Abstract: When feature extraction is performed by using convolutional networks in image semantic segmentation,the context information is lost due to the reduced resolution of features by the repeated combination of maximum pooling and downsampling operations,so that the segmentation result loses the sensitivity to the object location.Although the network based on the encoder-decoder architecture gradually refines the output precision through the jump connection in the process of restoring the resolution,the operation of simply summing the adjacent features ignores the difference between the features and easily leads to local mis-identification of objects and other issues.To this end,an image semantic segmentation method based on deep feature fusion was proposed.It adopts a network structure in which multiple sets of fully convolutional VGG16 models are combined in parallel,processes multi-scale images in the pyramid in parallel efficiently with atrous convolutions,extracts multi-level context feature,and fuses layer by layer through a top-down method to capture the context information as far as possible.At the same time,the layer-by-layer label supervision strategy based on the improved loss function is an auxiliary support with a dense conditional random field of pixels modeling in the backend,which has certain optimization in terms of the difficulty of model training and the accuracy of predictive output.Experimental data show that the image semantic segmentation algorithm improves the classification of target objects and the location of spatial details by layer-by-layer fusion of deep features that characterize different scale context information.The experimental results obtained on PASCAL VOC 2012 and PASCAL CONTEXT datasets show that the proposed method achieves mIoU accuracy of 80.5% and 45.93%,respectively.The experimental data fully demonstrate that deep feature extraction,feature layer-by-layer fusion and layer-by-layer label supervision strategy in the parallel framework can jointly optimize the algorithm architecture.The feature comparison shows that the model can capture rich context information and obtain more detailed image semantic features.Compared with similar methods,it has obvious advantages.

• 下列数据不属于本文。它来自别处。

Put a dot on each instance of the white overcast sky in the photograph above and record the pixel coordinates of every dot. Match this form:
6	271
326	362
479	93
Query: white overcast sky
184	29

Key words: Atrous convolution, Conditional random field, Context information, Deep feature, Feature fusion, Image semantic segmentation

中图分类号: 

  • TP391
[1]LONG J,SHELHAMER E,DARRELL T.Fully convolutional networks for semantic segmentation[C]∥Proceedings of IEEE Conference on Computer Vision and Pattern Recognition.Boston:IEEE Press,2015:3431-3440.
[2]YU F,KOLTUM V.Multi-Scale Context Aggregation by Dila-tedConvolutions[C]∥Proceedings of International Conference on Learning Representations.Puerto Rico:IEEE Press,2016:397-410.
[3]WANG P,CHEN P,YUAN Y,et al.Understanding Convolution for Semantic Segmentation[C]∥Proceedings of IEEE Winter Conference on Applications of Computer Vision.Santa Rosa:IEEE Press,2017:1451-1460.
[4]LIU Z,LI X,LUO P,et al.Semantic Image Segmentation via Deep Parsing Network[C]∥Proceedings of IEEE International Conference on Computer Vision.Santiago Chile:IEEE Press,2015:1377-1385.
[5]NGUYEN K,FOOKES C,SRIDHARAN S.Deep Context Mo-deling for Semantic Segmentation[C]∥Proceedings of IEEE Winter Conference on Applications of Computer Vision.Santa Rosa,California,United States:IEEE Press,2017:56-63.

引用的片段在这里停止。